Хаос или порядок? Извечная борьба между тем и другим. Вечный бунт и вечное поражение бунтовщика – хаоса. Торжество закона и порядка.
Что такое душа человека? Извечная борьба двух начал в душе человека: хаоса, из коего она рождена, и гармонии, к коей она неудержимо стремится. Ложь, как детище хаоса, и правда, как дитя гармонии. Торжество правды и гибель лжи.
Разъяснение священной формулы железной решетки.
Как видит мой благосклонный читатель, справедливость все же не пустой звук, и за мои страдания я получаю ныне немалую награду. Но, не смея ни в чем упрекнуть столь милостивую ко мне судьбу, я все же не чувствую того удовлетворения, для которого, казалось, имел бы полное основание. Правда, первое время я был положительно счастлив; но уже вскоре привычка к строго логическому мышлению, зоркость и неподкупность взгляда, приобретенная созерцанием мира сквозь математически правильную решетку, привели меня к ряду разочарований.
Боюсь сейчас сказать это с полной уверенностью, но, кажется, вся их жизнь на так называемой свободе есть сплошной самообман и ложь. Жизнь каждого из тех людей, кого я видел за эти дни, движется по строго определенному кругу, столь же прочному, как коридоры нашей тюрьмы, столь же замкнутому, как циферблат тех часов, что в невинности разума ежеминутно подносят они к глазам своим, не понимая рокового значения вечно движущейся и вечно к своему месту возвращающейся стрелки, – и каждый из них чувствует это [63] , но в странном ослеплении уверяет, что он совершенно свободен и движется вперед. Подобно глупой птице, которая бьется до полного истощения сил о прозрачную стеклянную преграду, не понимая, что ее удерживает, эти люди беспомощно бьются о стены своей стеклянной тюрьмы. Я не могу без негодования говорить об ихнем небе, глубиной и бесконечностью которого они так восхищаются: наглое, оно обманывает их своею мнимою доступностью, своею лживой красотой. Меня поражает безумие их широко открытых, ничем не защищенных окон, в которые вливается свободно бесконечность, безумие их столь же широко открытых глаз, только усиленным морганием кладущих преграду между собой и вечностью. Додумавшись до того, что время необходимо разделить на минуты, что пространство необходимо разбить на сантиметры, они не умеют справиться с вечностью, надев на нее железную решетку. О, если б они поняли, что свободы нет, что свободы не нужно, – как были бы они счастливы в сознании мудрой подчиненности целесообразным и строгим велениям рока.
63
Как чувствует, вероятно, и цирковая лошадь.
Глубоко ошибся я, как кажется, и в значении тех приветствий, которые выпали на мою долю по выходе из тюрьмы.

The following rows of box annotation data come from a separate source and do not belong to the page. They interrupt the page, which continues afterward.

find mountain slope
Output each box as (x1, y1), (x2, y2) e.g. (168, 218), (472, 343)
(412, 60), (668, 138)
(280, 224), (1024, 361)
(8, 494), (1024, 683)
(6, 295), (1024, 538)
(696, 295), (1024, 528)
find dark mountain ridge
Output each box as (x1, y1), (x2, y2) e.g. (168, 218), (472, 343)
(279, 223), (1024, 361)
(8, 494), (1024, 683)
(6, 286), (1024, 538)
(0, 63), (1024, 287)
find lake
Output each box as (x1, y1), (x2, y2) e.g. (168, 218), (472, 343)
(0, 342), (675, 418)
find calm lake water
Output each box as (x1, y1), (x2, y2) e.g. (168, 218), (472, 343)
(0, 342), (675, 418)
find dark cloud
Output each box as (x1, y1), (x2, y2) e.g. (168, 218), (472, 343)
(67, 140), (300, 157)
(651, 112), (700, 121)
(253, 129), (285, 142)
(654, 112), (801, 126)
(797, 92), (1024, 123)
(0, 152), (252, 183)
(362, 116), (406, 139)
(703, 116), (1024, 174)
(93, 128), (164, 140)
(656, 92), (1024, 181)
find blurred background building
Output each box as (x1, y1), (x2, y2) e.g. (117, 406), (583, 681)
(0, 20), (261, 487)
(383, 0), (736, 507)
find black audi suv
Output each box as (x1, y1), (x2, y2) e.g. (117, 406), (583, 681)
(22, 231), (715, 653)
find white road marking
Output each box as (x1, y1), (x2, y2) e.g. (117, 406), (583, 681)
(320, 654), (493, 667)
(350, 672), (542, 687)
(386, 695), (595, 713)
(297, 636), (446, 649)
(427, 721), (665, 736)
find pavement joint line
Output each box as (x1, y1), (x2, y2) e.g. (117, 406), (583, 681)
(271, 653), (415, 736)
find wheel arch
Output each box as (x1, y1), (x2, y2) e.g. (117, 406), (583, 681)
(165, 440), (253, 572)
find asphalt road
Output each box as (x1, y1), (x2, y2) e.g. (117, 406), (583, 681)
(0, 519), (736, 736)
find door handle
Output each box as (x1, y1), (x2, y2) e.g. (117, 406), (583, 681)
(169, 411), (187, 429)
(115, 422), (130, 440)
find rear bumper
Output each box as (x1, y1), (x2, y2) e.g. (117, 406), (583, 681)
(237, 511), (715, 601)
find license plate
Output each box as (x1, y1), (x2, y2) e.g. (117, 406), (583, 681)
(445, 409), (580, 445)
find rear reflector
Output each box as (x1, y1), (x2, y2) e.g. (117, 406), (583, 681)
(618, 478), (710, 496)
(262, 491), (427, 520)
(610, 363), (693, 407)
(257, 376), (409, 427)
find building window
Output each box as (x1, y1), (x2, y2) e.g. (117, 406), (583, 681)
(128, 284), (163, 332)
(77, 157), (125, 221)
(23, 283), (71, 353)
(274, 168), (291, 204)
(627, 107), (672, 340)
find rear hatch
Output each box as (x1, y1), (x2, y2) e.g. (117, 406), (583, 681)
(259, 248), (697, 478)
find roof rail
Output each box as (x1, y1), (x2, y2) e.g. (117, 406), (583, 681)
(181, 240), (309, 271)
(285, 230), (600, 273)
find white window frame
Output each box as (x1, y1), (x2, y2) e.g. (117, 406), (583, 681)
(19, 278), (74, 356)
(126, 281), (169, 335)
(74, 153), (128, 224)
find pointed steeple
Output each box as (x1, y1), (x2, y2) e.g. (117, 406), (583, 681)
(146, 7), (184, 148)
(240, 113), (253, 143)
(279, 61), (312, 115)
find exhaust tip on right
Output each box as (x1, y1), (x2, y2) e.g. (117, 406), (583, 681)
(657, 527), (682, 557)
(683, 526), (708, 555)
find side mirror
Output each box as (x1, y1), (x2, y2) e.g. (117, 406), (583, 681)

Конечно, я был убежден, что во мне они приветствуют представителя нашей тюрьмы, закаленного опытом вождя, учителя, явившегося к ним лишь для того, чтобы открыть им великую тайну целесообразности. И когда они поздравляли меня с дарованной мне свободою, я отвечал благодарностью, не подозревая, какой идиотский смысл влагают они в это слово [64] . Поверит ли читатель такой дикой несообразности: ни одна из газет не осмелилась напечатать моего рассказа о том, каким простым и мудрым способом пришел я к удовлетворению моих половых потребностей, находя, что это может повредить их общественной нравственности.
64
Да простится мне это грубое выражение, но я не в силах далее сдерживать моего отвращения к их нелепой жизни, к их помыслам, к их чувствам.
– А как бы вы поступили на моем месте? – спросил я одного, по виду даже неглупого господина, стыдливо выслушавшего мой рассказ. Он замялся.
– Вероятно, поступил бы так же, но рассказывать об этом… И вообще, чтобы Онания был великим человеком… – он фыркнул. – Вы шутите, конечно?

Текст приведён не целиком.